The European Society of Intensive Care organized a consensus meeting in 1994 to create the "Sepsis-Related Organ Failure Assessment (SOFA)" score to describe and quantitate the degree of organ dysfunction in six organ systems. Using similar physiologic variables the Multiple Organ Dysfunction Score was developed.
Four clinical phases have been suggested:
At present, there is no drug or device that can reverse organ failure that has been judged by the health care team to be medically and/or surgically irreversible (organ function can recover, at least to a degree, in patients whose organs are very dysfunctional, where the patient has not died; and some organs, like the liver or the skin, can regenerate better than others),- with the possible exception of single or multiple organ transplants or the use of artificial organs or organ parts, in certain candidates in specific situations. Therapy, therefore, is usually mostly limited to supportive care, i.e. safeguarding hemodynamics, and respiration. Maintaining adequate tissue oxygenation is a principal target. Starting enteral nutrition within 36 hours of admission to an intensive care unit has reduced infectious complications.

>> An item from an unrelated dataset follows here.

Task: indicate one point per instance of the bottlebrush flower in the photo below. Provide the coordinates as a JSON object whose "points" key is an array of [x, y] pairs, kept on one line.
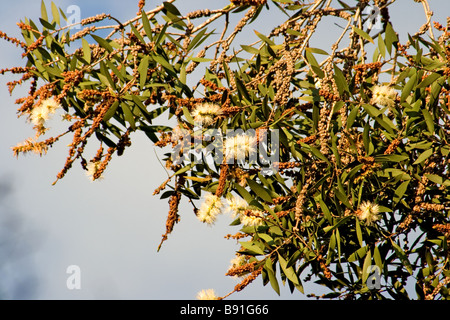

Mortality, though it has lessened to a limited degree, at least in developed countries with timely access to initial and tertiary care, varies where the chance of survival is diminished as the number of organs involved increases. Mortality in MODS from septic shock (which itself has a high mortality of 25–50%), and from multiple traumas, especially if not rapidly treated, appear to be especially severe. If more than one organ system is affected, the mortality rate is still higher, and this is especially the case when five or more systems or organs are affected. Old age is a risk factor in and of itself, and immunocompromised patients, such as with cancer or AIDS or a transplant, are at risk. Prognosis must take into account any co-morbidities the patient may have, their past and current health status, any genetic or environmental vulnerabilities they have, the nature and type of the illness or injury (as an example, data from COVID-19 is still being analyzed, whereas other cases from long-existing illnesses are much better understood), and any resistance to drugs used to treat microbial infections or any hospital-acquired co-infection. Earlier and aggressive treatment, the use of experimental treatments, or at least modern tools such as ventilators, ECMO, dialysis, bypass, and transplantation, especially at a trauma center, may improve outcomes in certain cases, but this depends in part on speedy and affordable access to high-quality care, which many areas lack. Measurements of lactate, cytokines, albumin and other proteins, urea, blood oxygen and carbon dioxide levels, insulin, and blood sugar, adequate hydration, constant monitoring of vital signs, good communication within and between facilities and staff, and adequate staffing, training, and charting are important in MODS, as in any serious illness.[7] [8] [9] [10] [11]
In patients with sepsis, septic shock, or multiple organ dysfunction syndrome that is due to major trauma, the rs1800625 polymorphism is a functional single nucleotide polymorphism, a part of the receptor for advanced glycation end products (RAGE) transmembrane receptor gene (of the immunoglobulin superfamily) and confers host susceptibility to sepsis and MODS in these patients.[12]
For many years, some patients were loosely classified as having sepsis or the sepsis syndrome. In more recent years, these concepts have been refined – so that there are specific definitions of sepsis – and two new concepts have been developed: the SIRS and MODS.
Although Irwin and Rippe cautioned in 2005 that the use of "multiple organ failure" or "multisystem organ failure" should be avoided,[13] both Harrison's (2015) and Cecil's (2012) medical textbooks still use the terms "multi-organ failure" and "multiple organ failure" in several chapters and do not use "multiple organ dysfunction syndrome" at all.